One area that was a focus was the number of leads sent to our corporate development area. We were told how many number of leads to send in each month. When speaking with my manager, he told me to just write down businesses and their phone numbers when I am driving around to meet our goal. This tactic did lead us to getting more leads to the corporate development area. However, it did not lead to us getting more business, which was the goal. All this did was get us off of upper management’s radar.
Another area that was always a focus was our customer satisfaction score. Obviously, higher the better. Not that our scores were bad, we were consistently in the upper 80s, but to be truly remarkable and be recognized for outstanding service, we needed to have a customer satisfaction score over 90%. I asked my manager what other branches in the area were doing and he asked me what do I do if I have an upset customer? I replied with nothing. He further explained that several of the branches will change customer’s phone numbers so that they will not get called. I thought to myself that is cheating, but if other branches are doing it, maybe we should to. Therefore, when we would have a highly upset customer, we would change the phone number.
Now that I have matured and learned somethings along the way, I should have done things much differently.
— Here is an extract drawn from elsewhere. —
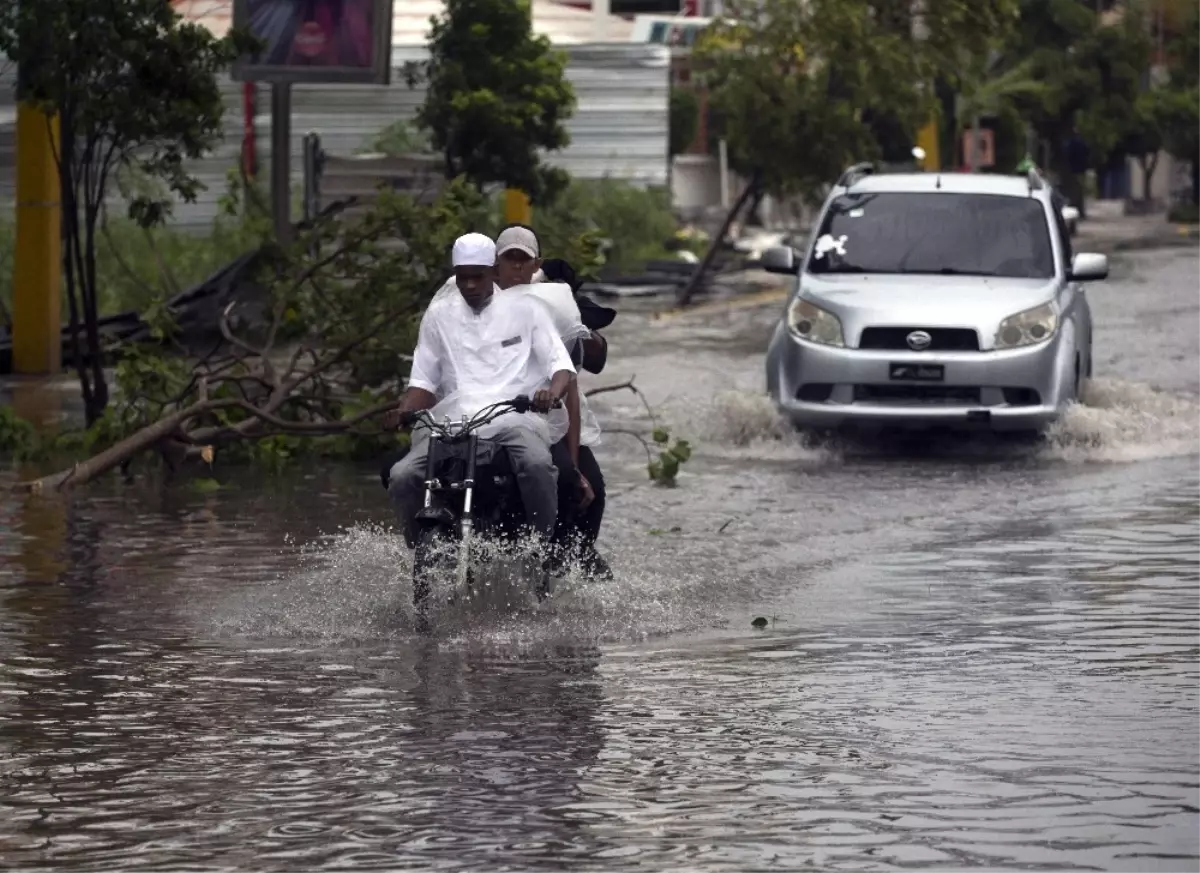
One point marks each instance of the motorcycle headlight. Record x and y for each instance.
(1027, 327)
(810, 321)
I should have focused on the behaviors that me and my sales staff weren’t doing. When someone would return a car, adding a simple question like “how was the service we provided?” would have gotten the sustained results. Likewise, when a customer was renting a car, just asking them where they work would help us get our goal. Perhaps these would not have turned around our results as quickly as the cheating detailed above, but they would have created behaviors that would drive future results. More importantly, they would be sustained results which is the ultimate goal.